# Drawing-like scribbles, from an insane tiger! New pictures almost daily~



## Ice tiger (Jan 14, 2009)

Hello, I just realized I DO have a scanner, so I will now post all my crappy drawings! :D Also feel free to ask for requests! 






First my Pokesona or however you spell it, and theres a scene around it too. 






Next one I drew for Zuea:






A dragon named Sarvantia:






And a Tiger:








So what do you guy's think?


----------



## Dragon (Jan 14, 2009)

*Re: Drawing-like scribles, from an insane tiger!*

Errr, Mew's body is smaller. And has a bigger head. Most of the backgrounds are scribbled in.. If you use pencil for the backgrounds try smudging it to look smooth.

Sarvantia.. has no back left? leg. Also, the claw looks kinda awkward.. And I'm not sure but that back leg looks too high up.

Nice tiger, but the side of the head is stretched or something. Also, the nose... But the shading is good.

Good job~


----------



## Ice tiger (Jan 14, 2009)

*Re: Drawing-like scribles, from an insane tiger!*

Yeah, I know the back grounds suck, but I actually don't like to color much, and its colored pencil so it won't smudge ._. 
And I know the face on the tiger is all stretchy but I couldn't figure out what to do.
And Sarvantia The hind leg is in the same position as the other so you can't see it *is lazy*

Other wise thank you! :D 

And colored pencils  are crayola so of course they suck


----------



## Black hood (Jan 14, 2009)

*Re: Drawing-like scribles, from an insane tiger!*

Heh, lol. I like the top one, the Luxray is awesome. The tiger's pretty good too, just you seem to have made the nose a little too thick, but all round good work and I would like to see more.

Keep up the good work! :D


----------



## Ice tiger (Jan 14, 2009)

*Re: Drawing-like scribbles, from an insane tiger!*

Hmm I was bored and wanted to draw Eevee and skitty, and both mixed, crappy because of the smudges, but still cute!






I have terrible handwriting, do I not?


----------



## Flora (Jan 15, 2009)

*Re: Drawing-like scribbles, from an insane tiger!*

You have not seen terrible handwriting until you've seen mine, dearie.
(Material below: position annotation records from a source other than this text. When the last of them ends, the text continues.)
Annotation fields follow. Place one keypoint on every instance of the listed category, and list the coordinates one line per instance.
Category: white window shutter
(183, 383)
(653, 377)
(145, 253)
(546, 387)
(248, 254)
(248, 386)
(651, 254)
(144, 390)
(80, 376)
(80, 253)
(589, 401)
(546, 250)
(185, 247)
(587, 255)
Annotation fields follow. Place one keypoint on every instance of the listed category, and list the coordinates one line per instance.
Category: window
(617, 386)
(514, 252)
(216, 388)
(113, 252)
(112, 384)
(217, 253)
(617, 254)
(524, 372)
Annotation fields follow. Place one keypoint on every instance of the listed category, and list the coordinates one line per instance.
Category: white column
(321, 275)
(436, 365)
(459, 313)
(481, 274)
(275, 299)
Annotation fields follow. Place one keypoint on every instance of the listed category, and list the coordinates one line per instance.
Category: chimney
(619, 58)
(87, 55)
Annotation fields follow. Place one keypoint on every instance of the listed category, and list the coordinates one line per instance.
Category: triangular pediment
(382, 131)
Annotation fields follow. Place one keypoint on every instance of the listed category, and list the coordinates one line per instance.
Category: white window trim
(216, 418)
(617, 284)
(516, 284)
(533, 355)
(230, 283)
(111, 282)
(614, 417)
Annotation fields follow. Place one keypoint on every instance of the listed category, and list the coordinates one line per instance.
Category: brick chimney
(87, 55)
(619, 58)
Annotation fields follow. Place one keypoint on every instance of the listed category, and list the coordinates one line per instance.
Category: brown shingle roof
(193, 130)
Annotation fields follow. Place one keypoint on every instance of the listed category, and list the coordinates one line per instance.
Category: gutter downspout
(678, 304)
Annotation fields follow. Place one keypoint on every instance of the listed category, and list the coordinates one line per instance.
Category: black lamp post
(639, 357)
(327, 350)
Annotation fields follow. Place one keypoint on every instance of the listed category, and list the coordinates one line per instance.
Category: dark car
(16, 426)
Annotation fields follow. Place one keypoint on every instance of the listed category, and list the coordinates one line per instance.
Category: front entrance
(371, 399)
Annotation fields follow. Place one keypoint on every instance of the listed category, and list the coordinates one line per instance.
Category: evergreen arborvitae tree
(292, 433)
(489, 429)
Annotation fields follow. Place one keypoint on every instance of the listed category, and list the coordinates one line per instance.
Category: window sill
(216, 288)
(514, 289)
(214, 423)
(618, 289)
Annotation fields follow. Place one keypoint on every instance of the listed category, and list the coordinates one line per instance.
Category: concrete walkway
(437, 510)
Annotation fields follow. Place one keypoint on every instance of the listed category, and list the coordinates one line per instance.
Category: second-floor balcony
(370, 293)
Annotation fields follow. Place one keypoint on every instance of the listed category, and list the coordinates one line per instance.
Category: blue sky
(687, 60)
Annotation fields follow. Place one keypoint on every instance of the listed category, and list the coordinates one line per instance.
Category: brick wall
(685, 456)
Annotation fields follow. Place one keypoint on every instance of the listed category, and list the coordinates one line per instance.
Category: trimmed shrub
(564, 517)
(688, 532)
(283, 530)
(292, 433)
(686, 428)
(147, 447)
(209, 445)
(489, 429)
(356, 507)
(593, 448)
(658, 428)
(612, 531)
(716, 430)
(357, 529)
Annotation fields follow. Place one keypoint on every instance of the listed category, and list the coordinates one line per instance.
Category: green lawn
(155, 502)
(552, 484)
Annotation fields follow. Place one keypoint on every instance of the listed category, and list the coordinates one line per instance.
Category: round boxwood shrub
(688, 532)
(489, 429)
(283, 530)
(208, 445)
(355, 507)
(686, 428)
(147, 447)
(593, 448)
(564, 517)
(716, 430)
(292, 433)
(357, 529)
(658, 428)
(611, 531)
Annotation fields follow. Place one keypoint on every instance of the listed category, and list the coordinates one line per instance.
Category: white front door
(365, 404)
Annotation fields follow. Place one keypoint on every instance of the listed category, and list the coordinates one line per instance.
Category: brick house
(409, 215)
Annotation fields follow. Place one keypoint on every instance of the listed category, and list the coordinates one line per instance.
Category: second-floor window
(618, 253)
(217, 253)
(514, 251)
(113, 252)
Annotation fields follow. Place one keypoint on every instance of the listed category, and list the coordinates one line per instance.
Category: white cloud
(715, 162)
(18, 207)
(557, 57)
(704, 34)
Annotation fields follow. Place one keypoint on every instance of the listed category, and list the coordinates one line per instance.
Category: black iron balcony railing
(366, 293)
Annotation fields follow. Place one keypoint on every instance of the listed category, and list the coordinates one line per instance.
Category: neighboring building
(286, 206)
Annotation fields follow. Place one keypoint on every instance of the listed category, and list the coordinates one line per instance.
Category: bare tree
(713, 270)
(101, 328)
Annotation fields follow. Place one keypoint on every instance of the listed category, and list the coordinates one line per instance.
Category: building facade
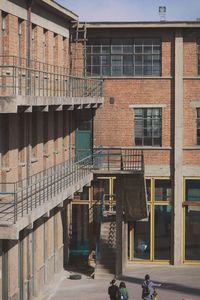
(151, 89)
(84, 182)
(41, 107)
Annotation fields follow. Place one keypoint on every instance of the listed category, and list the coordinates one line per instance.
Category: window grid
(139, 57)
(148, 124)
(198, 126)
(198, 56)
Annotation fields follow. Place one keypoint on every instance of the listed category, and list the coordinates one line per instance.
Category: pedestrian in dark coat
(148, 288)
(113, 290)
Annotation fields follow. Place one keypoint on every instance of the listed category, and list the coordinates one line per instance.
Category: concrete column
(178, 145)
(119, 222)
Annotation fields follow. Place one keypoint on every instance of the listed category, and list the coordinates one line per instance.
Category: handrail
(18, 199)
(39, 79)
(119, 158)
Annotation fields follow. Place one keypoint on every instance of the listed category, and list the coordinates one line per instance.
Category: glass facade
(123, 57)
(198, 126)
(192, 219)
(198, 55)
(151, 239)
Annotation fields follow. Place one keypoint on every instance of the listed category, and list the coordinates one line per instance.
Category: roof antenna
(162, 13)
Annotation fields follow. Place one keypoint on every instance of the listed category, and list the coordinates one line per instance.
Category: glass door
(150, 239)
(105, 192)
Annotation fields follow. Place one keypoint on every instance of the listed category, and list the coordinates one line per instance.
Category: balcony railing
(21, 198)
(118, 159)
(33, 78)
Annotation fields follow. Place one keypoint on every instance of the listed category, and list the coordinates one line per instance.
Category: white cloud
(132, 10)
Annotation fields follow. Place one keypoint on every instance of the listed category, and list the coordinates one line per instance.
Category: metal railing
(33, 78)
(118, 159)
(20, 198)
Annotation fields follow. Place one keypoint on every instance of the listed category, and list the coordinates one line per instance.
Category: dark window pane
(192, 233)
(128, 70)
(105, 49)
(116, 70)
(163, 190)
(96, 60)
(148, 126)
(96, 70)
(105, 70)
(162, 240)
(96, 49)
(128, 60)
(192, 190)
(116, 60)
(105, 59)
(138, 141)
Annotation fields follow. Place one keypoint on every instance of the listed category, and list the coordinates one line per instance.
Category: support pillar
(178, 147)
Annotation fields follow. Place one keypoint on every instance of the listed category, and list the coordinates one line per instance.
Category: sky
(132, 10)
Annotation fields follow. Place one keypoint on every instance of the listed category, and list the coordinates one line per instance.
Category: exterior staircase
(105, 263)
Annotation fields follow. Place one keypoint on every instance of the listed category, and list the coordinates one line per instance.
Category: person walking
(113, 290)
(148, 288)
(123, 293)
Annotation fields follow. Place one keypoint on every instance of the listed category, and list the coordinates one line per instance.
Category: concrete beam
(12, 231)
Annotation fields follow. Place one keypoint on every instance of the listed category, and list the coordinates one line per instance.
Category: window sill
(197, 147)
(133, 77)
(21, 164)
(34, 159)
(6, 169)
(151, 148)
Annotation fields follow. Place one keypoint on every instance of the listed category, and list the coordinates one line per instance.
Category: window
(198, 126)
(4, 21)
(148, 126)
(124, 57)
(192, 219)
(198, 55)
(20, 23)
(163, 190)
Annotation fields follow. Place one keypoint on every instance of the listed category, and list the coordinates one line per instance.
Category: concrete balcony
(115, 160)
(25, 85)
(23, 202)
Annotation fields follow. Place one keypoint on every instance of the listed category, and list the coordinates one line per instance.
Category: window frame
(198, 56)
(147, 126)
(198, 126)
(128, 46)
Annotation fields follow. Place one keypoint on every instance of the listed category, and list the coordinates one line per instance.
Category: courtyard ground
(178, 283)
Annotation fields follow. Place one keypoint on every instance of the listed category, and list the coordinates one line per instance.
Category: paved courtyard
(178, 283)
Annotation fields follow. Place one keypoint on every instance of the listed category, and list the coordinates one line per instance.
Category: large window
(192, 219)
(198, 55)
(198, 126)
(148, 123)
(123, 57)
(151, 239)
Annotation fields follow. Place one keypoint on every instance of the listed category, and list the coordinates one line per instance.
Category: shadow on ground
(166, 286)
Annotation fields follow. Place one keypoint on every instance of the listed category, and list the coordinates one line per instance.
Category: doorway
(151, 239)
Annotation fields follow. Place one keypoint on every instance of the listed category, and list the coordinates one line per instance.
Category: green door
(83, 140)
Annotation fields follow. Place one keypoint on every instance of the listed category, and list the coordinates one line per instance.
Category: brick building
(116, 183)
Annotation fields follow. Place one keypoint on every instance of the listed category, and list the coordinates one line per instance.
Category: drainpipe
(28, 43)
(28, 86)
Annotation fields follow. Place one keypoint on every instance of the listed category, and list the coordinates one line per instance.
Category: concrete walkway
(178, 283)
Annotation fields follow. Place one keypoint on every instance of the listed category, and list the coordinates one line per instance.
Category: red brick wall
(114, 123)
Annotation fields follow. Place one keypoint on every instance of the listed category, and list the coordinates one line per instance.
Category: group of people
(117, 293)
(121, 293)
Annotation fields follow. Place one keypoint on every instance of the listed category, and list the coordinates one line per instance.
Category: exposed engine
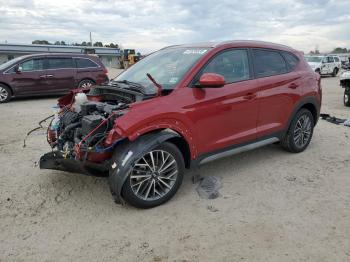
(78, 131)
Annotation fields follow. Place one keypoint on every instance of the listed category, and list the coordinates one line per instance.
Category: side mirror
(18, 69)
(211, 80)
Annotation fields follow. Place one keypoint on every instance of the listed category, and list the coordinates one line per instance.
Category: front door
(60, 74)
(30, 78)
(226, 116)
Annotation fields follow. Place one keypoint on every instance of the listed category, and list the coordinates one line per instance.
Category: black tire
(290, 141)
(5, 94)
(86, 83)
(335, 72)
(129, 195)
(346, 97)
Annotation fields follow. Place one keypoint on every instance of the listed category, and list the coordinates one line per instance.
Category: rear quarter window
(59, 63)
(268, 63)
(85, 63)
(292, 60)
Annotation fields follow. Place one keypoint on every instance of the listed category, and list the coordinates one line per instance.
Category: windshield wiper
(158, 86)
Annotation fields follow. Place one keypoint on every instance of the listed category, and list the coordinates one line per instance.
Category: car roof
(239, 43)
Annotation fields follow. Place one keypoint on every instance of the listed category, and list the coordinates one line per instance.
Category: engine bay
(78, 130)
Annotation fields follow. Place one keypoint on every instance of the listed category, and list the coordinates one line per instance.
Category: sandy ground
(274, 206)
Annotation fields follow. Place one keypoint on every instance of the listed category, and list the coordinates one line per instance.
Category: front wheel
(5, 94)
(300, 132)
(346, 97)
(155, 177)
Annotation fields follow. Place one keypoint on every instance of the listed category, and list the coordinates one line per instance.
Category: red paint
(213, 118)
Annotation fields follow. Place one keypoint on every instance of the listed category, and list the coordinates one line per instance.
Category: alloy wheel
(153, 175)
(302, 131)
(3, 94)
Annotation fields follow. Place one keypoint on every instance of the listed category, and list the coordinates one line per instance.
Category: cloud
(150, 25)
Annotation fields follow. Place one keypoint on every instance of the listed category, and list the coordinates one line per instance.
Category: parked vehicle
(43, 74)
(345, 83)
(324, 65)
(181, 107)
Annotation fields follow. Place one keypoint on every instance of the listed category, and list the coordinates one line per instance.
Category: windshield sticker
(195, 51)
(173, 80)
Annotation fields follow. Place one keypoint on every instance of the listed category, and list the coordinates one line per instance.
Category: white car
(324, 64)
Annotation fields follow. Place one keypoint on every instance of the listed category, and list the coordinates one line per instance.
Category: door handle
(249, 96)
(293, 86)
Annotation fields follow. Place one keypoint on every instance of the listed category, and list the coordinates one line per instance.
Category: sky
(151, 25)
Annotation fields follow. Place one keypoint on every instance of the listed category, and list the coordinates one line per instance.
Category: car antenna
(159, 87)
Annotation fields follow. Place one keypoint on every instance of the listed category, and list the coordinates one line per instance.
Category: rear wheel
(300, 132)
(155, 177)
(86, 83)
(346, 97)
(5, 94)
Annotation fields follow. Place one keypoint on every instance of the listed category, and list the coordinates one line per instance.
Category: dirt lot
(274, 206)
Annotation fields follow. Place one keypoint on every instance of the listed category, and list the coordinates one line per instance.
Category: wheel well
(312, 109)
(1, 83)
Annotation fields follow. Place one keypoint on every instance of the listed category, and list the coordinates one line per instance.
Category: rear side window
(233, 65)
(268, 63)
(291, 60)
(59, 63)
(32, 65)
(85, 63)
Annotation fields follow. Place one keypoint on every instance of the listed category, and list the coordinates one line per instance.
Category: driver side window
(233, 65)
(32, 65)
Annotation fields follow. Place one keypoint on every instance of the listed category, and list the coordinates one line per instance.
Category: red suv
(181, 107)
(44, 74)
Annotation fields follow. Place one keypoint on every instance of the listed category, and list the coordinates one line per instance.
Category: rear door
(226, 116)
(279, 89)
(31, 79)
(60, 74)
(88, 69)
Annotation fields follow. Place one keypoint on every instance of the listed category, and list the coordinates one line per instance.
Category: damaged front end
(83, 132)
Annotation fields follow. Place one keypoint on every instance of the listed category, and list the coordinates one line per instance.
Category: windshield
(9, 63)
(314, 59)
(167, 67)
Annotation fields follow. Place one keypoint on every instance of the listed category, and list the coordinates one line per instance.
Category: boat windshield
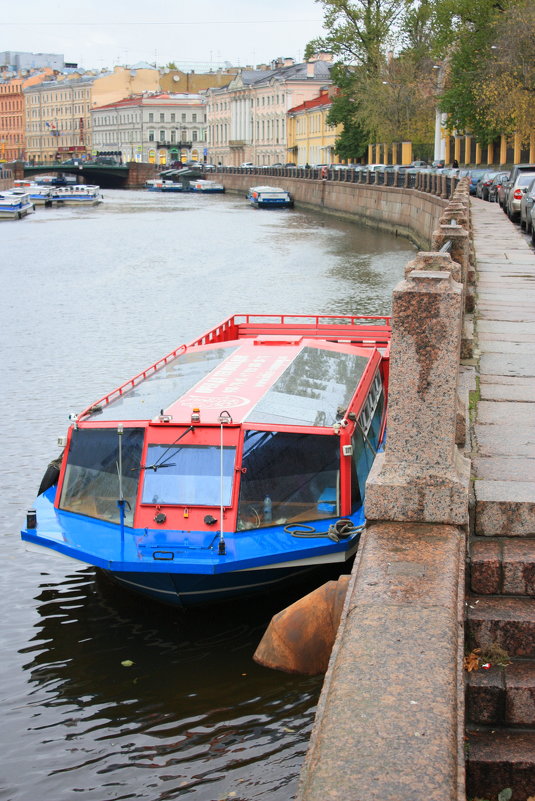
(91, 483)
(188, 475)
(288, 478)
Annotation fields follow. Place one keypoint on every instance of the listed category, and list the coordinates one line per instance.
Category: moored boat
(14, 204)
(231, 466)
(40, 195)
(209, 187)
(77, 195)
(159, 185)
(269, 197)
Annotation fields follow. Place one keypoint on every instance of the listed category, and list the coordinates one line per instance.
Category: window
(288, 477)
(189, 475)
(91, 484)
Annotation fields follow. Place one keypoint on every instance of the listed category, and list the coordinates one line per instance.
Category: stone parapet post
(422, 476)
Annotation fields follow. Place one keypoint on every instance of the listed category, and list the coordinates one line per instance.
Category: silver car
(514, 195)
(526, 204)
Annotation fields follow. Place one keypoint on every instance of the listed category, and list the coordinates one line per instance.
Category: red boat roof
(262, 372)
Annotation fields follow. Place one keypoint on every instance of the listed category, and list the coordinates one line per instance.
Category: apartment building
(247, 119)
(157, 128)
(58, 112)
(311, 139)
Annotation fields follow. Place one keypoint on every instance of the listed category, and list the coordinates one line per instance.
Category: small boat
(232, 466)
(204, 185)
(159, 185)
(269, 197)
(40, 195)
(77, 195)
(56, 180)
(14, 204)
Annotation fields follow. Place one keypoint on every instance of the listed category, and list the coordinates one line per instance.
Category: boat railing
(370, 330)
(132, 382)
That EeveeSkitty is adorable.


----------



## Ice tiger (Jan 15, 2009)

*Re: Drawing-like scribbles, from an insane tiger!*

Really? I was actually trying to write better than usual. How bad IS yours?
And thank you :D It is cute :3


----------



## Ice tiger (Jan 16, 2009)

*Re: Drawing-like scribbles, from an insane tiger!*

LOOK AT IT AND DIE FROM THE CUTENESS!!! 






:D


----------



## zuea (Jan 17, 2009)

ack!
'dead from cuteness"
make a absol! doing something...


----------



## Black hood (Jan 17, 2009)

*cough* ACK! :scared: Can't ma... :dead:


----------



## Ice tiger (Jan 17, 2009)

Fail >.<


----------



## Black hood (Jan 17, 2009)

Wow, that Absol turned out really good, the only thing I can see wrong is the scythe thing on his head is a little small but it is right near the top so, yeah great pic.


----------



## Ice tiger (Jan 17, 2009)

Really? Huh, I thought it was kinda crappy, but if you like it then, hey, thanks :sunglasses:


----------



## Taliax (Jan 17, 2009)

The dragon is cool, but on most of your pictures the coloring is all scribbly. May I suggest you read this?

Oh, and the Absol's head is too small, but other than that it's great.

Also: CUTE PIC IS MEGACUTE


----------



## Ice tiger (Jan 18, 2009)

Hey thanks :sunglasses: Yeah thanks for that link, that will help me a lot, Kudos to Dannichu for that coloring guide too. But I don't have different shades of colors due to my crappy colored pencils >:[ crayola sucks. But now that it is the weekend I will force my dad to buy me some better ones! >:3


----------



## Ice tiger (Jan 18, 2009)

MEGLARCEUS!!! From my dream last night, note my scanner is a piece of crap, the real one has more solid color.







And a random giant robot~


----------



## zuea (Jan 19, 2009)

Ice tiger said:


> MEGLARCEUS!!! From my dream last night, note my scanner is a piece of crap, the real one has more solid color.


cool! can you make me a black dragon?


----------



## Ice tiger (Jan 19, 2009)

A portrait of my cat
Meep sure, look at kitty! :D


----------



## zuea (Jan 19, 2009)

kitty! =)


----------



## Ice tiger (Jan 19, 2009)

Heres your dragon


----------



## zuea (Jan 22, 2009)

i love him! (yes it a him)


----------